I was working my way through An Introduction to Outlier Analysis by Charu Aggarwal and doing Exercise 7 from Chapter 1.
I am trying to use k-Means Clustering to identify an outlier in my data. What I was attempting to do was to create two clusters and measure each data point's distance to its respective cluster center in order to determine which items are outliers.
Here's the histogram for my data (generated with Matlab):
Here's the code that I used to create the histogram (with apologies for the fact that that bit's in Matlab rather than Python):
x = [1, 2, 3, 10, 10, 9, 10];
y = [9, 9, 9, 10, 3, 1, 2];
histogram2(x, y)
Based on the histogram, I believe that the only outlier is (10, 10)
.
I tried the following code:
from sklearn.cluster import KMeans
import numpy as np
import math
data = np.array([(1, 9), (2, 9), (3, 9), (10, 10), (10, 3), (9, 1), (10, 2)])
kmeans = KMeans(n_clusters = 2, random_state = 0).fit(data)
print(kmeans.predict(data))
# Based on my understanding of the documentation, this should give a matrix
# of the distances to the centroids for each data point
temp = kmeans.transform(data)
# Calculate Euclidean Distance
for x, y in temp:
print('x: ' + str(x) + ' y: ' + str(y) + ' dist: ' + str(math.sqrt((x * x) + (y * y))))
Again, based on the histogram I was expecting a single outlier. However, my code prints the following:
x: 10.077822185373186 y: 1.0 dist: 10.127314550264547
x: 9.222933372848358 y: 0.0 dist: 9.222933372848358
x: 8.40014880820572 y: 1.0 dist: 8.459462157844314
x: 6.005206074732157 y: 8.06225774829855 dist: 10.05298463144155
x: 1.0307764064044151 y: 10.0 dist: 10.05298463144155
x: 3.092329219213245 y: 10.63014581273465 dist: 11.070794912742265
x: 2.0155644370746373 y: 10.63014581273465 dist: 10.819542504191201
(Before anyone points this out, yes, I do realize that x
and y
are used in a somewhat misleading way here). I was expecting that the point corresponding to (10, 10)

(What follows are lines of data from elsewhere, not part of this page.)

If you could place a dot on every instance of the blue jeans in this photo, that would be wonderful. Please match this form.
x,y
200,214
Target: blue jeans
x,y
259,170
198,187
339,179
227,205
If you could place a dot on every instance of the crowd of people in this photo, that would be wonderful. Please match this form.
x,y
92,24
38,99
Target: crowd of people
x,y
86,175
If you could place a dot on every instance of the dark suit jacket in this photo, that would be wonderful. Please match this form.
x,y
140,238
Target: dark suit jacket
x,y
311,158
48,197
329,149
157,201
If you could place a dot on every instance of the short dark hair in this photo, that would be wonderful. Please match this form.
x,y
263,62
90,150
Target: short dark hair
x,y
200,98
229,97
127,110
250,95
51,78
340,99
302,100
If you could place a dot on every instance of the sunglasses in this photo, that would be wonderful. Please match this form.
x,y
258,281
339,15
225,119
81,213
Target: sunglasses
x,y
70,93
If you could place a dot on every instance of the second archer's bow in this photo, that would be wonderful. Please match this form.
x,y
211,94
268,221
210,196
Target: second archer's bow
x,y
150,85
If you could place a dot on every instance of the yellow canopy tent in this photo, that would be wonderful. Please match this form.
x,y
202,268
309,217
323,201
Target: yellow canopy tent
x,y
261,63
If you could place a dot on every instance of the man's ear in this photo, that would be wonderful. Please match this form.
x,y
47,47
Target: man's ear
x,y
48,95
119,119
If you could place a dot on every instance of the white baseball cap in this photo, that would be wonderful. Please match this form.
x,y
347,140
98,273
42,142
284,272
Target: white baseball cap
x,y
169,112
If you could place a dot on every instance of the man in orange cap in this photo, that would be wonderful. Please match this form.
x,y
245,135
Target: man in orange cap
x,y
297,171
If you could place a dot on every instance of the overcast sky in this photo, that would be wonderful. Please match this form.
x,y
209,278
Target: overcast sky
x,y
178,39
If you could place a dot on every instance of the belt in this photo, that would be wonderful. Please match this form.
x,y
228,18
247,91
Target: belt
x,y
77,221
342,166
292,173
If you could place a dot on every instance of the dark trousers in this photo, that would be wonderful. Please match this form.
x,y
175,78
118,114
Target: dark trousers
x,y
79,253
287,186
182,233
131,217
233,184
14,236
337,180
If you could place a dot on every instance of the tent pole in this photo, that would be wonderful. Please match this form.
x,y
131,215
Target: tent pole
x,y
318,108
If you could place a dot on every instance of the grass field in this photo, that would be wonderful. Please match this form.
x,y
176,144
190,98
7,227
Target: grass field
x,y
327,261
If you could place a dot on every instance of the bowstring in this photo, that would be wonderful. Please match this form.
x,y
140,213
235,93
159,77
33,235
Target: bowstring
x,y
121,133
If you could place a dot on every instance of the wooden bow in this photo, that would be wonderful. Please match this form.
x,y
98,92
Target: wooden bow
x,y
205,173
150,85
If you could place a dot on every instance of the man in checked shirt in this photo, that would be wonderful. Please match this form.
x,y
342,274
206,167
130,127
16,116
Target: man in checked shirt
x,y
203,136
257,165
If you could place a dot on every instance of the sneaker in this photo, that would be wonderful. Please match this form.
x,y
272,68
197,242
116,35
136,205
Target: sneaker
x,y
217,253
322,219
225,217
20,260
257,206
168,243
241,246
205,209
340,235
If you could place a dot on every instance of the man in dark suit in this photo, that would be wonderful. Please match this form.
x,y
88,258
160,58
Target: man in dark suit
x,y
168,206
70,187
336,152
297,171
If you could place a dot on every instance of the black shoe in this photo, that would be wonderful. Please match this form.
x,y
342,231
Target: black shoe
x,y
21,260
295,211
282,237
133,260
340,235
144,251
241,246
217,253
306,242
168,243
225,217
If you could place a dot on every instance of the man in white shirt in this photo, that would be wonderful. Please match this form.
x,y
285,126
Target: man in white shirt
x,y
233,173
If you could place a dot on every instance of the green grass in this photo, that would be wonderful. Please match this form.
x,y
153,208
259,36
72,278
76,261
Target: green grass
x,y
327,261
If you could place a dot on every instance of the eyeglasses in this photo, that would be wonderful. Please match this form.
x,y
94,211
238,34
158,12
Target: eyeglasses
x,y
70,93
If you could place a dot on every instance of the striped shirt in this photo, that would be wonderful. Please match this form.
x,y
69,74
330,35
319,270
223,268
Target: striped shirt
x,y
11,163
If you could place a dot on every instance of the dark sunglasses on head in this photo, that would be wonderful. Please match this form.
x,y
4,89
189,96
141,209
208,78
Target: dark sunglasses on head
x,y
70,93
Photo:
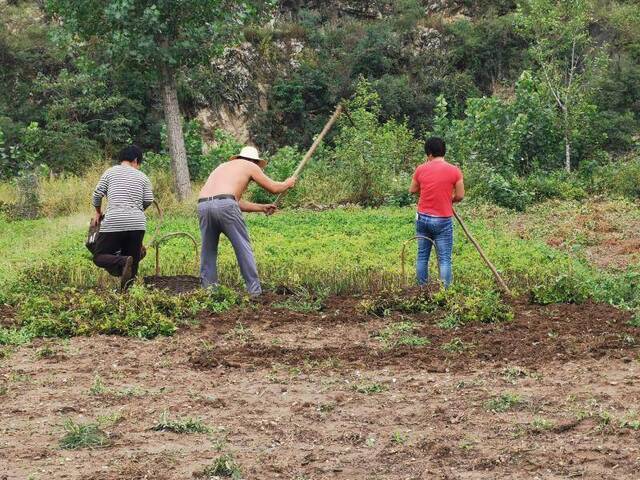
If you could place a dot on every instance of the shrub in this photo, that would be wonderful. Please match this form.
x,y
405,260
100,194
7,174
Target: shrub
x,y
224,466
180,425
83,436
563,288
140,313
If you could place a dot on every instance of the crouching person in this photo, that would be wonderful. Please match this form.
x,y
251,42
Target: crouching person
x,y
219,211
118,247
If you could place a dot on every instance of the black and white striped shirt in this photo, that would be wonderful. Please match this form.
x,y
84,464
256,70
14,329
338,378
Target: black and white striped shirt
x,y
128,193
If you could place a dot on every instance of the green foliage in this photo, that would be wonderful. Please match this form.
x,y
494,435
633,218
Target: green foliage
x,y
368,156
400,334
564,288
369,388
619,178
80,435
569,63
304,300
180,425
510,135
141,313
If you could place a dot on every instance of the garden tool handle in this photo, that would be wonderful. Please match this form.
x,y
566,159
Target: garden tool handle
x,y
493,269
314,147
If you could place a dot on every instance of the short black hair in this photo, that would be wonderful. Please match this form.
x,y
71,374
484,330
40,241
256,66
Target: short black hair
x,y
435,146
130,154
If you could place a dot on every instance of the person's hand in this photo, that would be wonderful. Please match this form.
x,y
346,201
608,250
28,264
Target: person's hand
x,y
291,181
96,219
269,209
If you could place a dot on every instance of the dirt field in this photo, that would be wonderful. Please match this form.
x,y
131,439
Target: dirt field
x,y
325,396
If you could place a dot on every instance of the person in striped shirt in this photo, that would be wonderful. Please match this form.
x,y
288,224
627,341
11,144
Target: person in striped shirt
x,y
128,191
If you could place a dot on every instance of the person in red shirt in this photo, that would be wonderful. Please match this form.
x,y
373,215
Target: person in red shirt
x,y
439,185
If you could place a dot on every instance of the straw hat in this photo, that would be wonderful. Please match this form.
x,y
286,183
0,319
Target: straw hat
x,y
251,154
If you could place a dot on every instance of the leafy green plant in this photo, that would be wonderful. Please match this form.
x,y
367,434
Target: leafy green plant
x,y
541,424
180,425
564,288
454,346
504,402
399,438
79,435
401,333
369,388
304,301
224,466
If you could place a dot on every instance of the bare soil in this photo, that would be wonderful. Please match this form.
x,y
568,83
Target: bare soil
x,y
319,396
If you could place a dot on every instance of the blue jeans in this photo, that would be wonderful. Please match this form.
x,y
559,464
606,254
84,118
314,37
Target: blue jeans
x,y
440,230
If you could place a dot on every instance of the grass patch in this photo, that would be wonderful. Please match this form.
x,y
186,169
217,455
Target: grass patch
x,y
454,346
224,466
305,301
79,436
180,425
98,387
47,351
401,333
540,425
504,402
370,388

would have a significantly higher Euclidean Distance from the center than the rest of the points, but all of the distances are quite close to each other.
I'm slightly baffled as to what my mistake is. I'm somewhat suspicious of the last step (with the Euclidean Distance). Is this the correct procedure to use here? Or am I missing some other mistake?

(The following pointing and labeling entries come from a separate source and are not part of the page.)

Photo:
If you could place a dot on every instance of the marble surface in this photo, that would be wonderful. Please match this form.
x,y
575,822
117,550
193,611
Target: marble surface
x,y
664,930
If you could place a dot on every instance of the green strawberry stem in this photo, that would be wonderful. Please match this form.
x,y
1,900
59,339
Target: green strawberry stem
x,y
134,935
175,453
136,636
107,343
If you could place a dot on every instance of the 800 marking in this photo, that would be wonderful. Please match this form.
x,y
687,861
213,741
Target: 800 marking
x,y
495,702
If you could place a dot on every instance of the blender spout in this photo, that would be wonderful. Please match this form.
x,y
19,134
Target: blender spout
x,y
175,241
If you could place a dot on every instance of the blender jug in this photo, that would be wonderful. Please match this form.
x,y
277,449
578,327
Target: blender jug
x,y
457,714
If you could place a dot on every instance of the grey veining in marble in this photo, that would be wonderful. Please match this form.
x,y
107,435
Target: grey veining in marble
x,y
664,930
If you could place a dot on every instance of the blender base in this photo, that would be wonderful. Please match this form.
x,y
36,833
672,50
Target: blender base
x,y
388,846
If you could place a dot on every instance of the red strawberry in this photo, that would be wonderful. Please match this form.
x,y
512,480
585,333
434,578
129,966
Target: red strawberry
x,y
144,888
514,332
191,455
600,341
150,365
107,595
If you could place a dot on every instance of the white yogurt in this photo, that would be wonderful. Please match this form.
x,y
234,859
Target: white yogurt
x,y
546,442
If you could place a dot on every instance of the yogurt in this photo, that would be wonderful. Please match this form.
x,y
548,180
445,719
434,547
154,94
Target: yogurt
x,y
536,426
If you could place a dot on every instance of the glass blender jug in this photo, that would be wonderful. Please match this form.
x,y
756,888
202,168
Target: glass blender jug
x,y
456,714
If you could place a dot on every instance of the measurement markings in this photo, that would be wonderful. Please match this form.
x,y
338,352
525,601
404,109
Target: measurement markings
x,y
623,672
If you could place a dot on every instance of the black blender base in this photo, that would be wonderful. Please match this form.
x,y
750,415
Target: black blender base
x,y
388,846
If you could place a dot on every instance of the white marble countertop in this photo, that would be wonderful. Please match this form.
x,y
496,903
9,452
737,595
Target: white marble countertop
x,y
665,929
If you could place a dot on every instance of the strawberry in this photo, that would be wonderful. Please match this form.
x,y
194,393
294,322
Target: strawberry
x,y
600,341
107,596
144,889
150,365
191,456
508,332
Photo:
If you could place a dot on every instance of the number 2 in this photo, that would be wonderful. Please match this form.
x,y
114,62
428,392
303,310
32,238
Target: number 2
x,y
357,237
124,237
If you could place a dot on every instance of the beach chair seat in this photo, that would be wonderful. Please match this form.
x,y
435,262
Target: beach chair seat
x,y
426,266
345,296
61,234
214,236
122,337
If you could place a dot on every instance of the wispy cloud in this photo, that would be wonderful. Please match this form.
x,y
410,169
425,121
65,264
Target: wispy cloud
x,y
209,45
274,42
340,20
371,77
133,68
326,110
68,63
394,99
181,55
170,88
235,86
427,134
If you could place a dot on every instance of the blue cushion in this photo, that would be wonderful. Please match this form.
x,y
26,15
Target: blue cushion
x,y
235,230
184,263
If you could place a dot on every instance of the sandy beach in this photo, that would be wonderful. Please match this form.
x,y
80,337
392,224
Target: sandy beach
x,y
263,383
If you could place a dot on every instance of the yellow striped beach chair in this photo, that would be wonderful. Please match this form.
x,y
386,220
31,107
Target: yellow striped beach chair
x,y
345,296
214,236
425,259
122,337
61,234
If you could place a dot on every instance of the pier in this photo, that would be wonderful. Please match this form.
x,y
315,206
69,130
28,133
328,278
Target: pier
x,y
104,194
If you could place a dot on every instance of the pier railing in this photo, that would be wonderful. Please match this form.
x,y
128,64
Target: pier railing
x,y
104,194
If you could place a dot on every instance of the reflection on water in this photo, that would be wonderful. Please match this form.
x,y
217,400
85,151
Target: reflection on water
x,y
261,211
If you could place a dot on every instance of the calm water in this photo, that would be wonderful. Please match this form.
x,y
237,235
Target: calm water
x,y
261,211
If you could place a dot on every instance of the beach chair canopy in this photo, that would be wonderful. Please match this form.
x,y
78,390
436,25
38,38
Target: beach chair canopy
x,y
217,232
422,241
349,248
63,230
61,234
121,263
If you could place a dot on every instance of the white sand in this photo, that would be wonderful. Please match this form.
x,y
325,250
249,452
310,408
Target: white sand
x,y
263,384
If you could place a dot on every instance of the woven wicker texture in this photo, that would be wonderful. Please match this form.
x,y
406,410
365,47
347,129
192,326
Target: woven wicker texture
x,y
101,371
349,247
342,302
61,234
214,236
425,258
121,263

Also, is it reasonable to expect that k-Means Clustering would reveal that outlier in the first place?
The interpretation of kmeans.transform
isn't quite correct.
I think the question is asking: "How do I calculate the distance to the closest cluster centroid?" which should go through the kmeans.cluster_centers_
attribute.
For example, the following returns the minimum of the 2-norm (euclidean distance) between each point in the original data and the two cluster centers found using kmeans:
>>> for a in data:
... print(a, np.min([np.linalg.norm(a - kmeans.cluster_centers_[0]), np.linalg.norm(a - kmeans.cluster_centers_[1])]))
...
[1 9] 1.0
[2 9] 0.0
[3 9] 1.0
[10 10] 6.005206074732157
[10 3] 1.0307764064044151
[9 1] 3.092329219213245
[10 2] 2.0155644370746373
From this, we might notice that most of the "inliers" fall within 0-4 units, and the "outlier" falls around 6.0 units from the centers.

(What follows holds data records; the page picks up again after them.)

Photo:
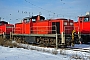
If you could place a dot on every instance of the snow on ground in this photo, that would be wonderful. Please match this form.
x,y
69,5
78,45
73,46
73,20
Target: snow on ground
x,y
7,53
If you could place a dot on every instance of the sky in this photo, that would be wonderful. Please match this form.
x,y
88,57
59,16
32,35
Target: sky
x,y
14,11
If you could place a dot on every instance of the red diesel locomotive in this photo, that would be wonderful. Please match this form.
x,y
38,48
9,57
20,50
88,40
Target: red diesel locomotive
x,y
5,28
37,30
82,28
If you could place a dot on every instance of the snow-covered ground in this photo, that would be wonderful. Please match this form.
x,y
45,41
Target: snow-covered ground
x,y
7,53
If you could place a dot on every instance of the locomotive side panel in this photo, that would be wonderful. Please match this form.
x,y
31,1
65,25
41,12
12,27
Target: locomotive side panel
x,y
18,28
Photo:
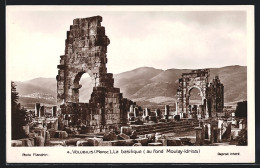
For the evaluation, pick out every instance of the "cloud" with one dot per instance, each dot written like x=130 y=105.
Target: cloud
x=36 y=39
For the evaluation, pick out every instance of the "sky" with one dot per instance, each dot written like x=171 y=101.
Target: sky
x=158 y=38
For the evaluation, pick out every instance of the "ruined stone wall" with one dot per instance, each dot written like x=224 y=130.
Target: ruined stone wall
x=215 y=97
x=212 y=94
x=85 y=52
x=196 y=79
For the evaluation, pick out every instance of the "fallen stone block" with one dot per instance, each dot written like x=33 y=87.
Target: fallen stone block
x=94 y=141
x=61 y=134
x=126 y=130
x=122 y=136
x=133 y=135
x=155 y=144
x=52 y=133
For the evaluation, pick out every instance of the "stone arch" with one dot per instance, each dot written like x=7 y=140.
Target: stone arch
x=202 y=94
x=85 y=52
x=76 y=86
x=196 y=79
x=212 y=94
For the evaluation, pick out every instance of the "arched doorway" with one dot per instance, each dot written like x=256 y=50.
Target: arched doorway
x=86 y=88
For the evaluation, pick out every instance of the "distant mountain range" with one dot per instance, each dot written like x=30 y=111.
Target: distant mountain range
x=144 y=85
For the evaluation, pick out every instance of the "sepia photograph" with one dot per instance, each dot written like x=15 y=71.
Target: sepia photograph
x=123 y=80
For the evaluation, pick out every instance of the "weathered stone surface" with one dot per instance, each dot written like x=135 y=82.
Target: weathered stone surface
x=155 y=144
x=137 y=144
x=133 y=135
x=61 y=134
x=57 y=143
x=47 y=138
x=212 y=94
x=143 y=141
x=39 y=141
x=82 y=143
x=126 y=130
x=71 y=142
x=106 y=143
x=162 y=141
x=173 y=142
x=94 y=141
x=110 y=136
x=150 y=137
x=26 y=142
x=85 y=52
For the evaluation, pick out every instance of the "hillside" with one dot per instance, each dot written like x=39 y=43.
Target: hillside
x=144 y=85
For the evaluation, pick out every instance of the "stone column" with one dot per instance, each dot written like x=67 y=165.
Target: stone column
x=136 y=112
x=177 y=108
x=37 y=109
x=54 y=111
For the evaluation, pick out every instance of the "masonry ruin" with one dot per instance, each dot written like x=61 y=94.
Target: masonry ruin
x=111 y=120
x=85 y=52
x=212 y=95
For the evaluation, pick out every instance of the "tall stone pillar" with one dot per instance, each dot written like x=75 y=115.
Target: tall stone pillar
x=37 y=109
x=54 y=111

(Edit: Missed the second question)
Also, is it reasonable to expect that k-Means Clustering would reveal that outlier in the first place?
Here: Yes. In general: It depends on whether the 2-norm is a good metric within your space, and (somewhat) on the number of dimensions you're working with (in high-dimensional space, everything is far apart from everything else).